Por Konstantinos Argyriou

 

No sé si ha sido por puro azar, ya que mi formación psicoanalítica me prohíbe creer que el azar exista, pero mis últimas lecturas han sido de mujeres feministas (¡y cis!) que cargan contra el feminismo hegemónico.

Cuando me di cuenta de esto, me pregunté si andaba muy sesgado por las elecciones de lectura que yo mismo había hecho. Me tranquilicé: efectivamente, era así. How to do nothing, de Jenny Odell; El sentido de consentir, de Clara Serra; Men explain things to me, de Rebecca Solnit; The right to sex, de Amia Shrinivasan; Ain’t I a woman, de bell hooks; #MeToo: La ola de las multitudes conectadas feministas, de Guiomar Rovira; Against White feminism, de Rafia Zakaria; todos esos títulos crearon un ensamblaje de lecturas feministas “periféricas”.

Además, aunque algunos de los títulos eran actuales, los demás tenían ya su trayectoria. Y, por qué ocultarlo, esos libros decían algo sobre mí. Mi interés en indagar en temas de consentimiento, agencia, poder e injusticia epistémica, por muy inconsciente o poco deliberado que pareciera, estaba ahí, y estaba deseando encontrar respuestas, o incluso más preguntas.

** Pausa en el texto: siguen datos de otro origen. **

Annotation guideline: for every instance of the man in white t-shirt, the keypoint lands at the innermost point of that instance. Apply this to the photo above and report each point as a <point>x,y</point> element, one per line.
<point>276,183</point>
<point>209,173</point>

Justo cuando empecé a trazar esos nexos entre lecturas, vino el documental viral de Netflix, No estás sola: La lucha contra la Manada. Aunque había hecho un seguimiento del caso a lo largo de los años, ver las cosas narradas con orden, y evidenciar la (supertardía, eso sí) restauración de la justicia, ha sido una sanación tremenda. Si antes lo tenía todo en papel, ahora lo evidenciaba también por lo audiovisual: hay algo del régimen de la inteligibilidad, que ha reactivado una violencia machista enorme.

(Los documentales tipo true crime sobre feminicidios siguen sin tener una perspectiva feminista, en ese sentido. Parece que los relatos audiovisuales y sociales sobre violencia de género deniegan sistemáticamente las responsabilidades estructurales, y tienden a individualizar los casos para aislarlos de su contexto. Menos mal que el filme sobre la Manada por fin pone las cosas en su sitio).

Una cosa que tienen en común todas estas referencias, tanto las intelectuales como la audiovisual, y que me sorprendió mucho al darme cuenta, es, como ya anticipé, que son fuentes que le ponen pegas al feminismo institucional (y por ende blanco, asentado, urbano, cishetero, igualitarista, elitista, dominante) por sus derivas autoritarias. Y lo repito por esa necesidad de que se asiente la idea. La autorreflexividad feminista sigue, de hecho está más viva que nunca.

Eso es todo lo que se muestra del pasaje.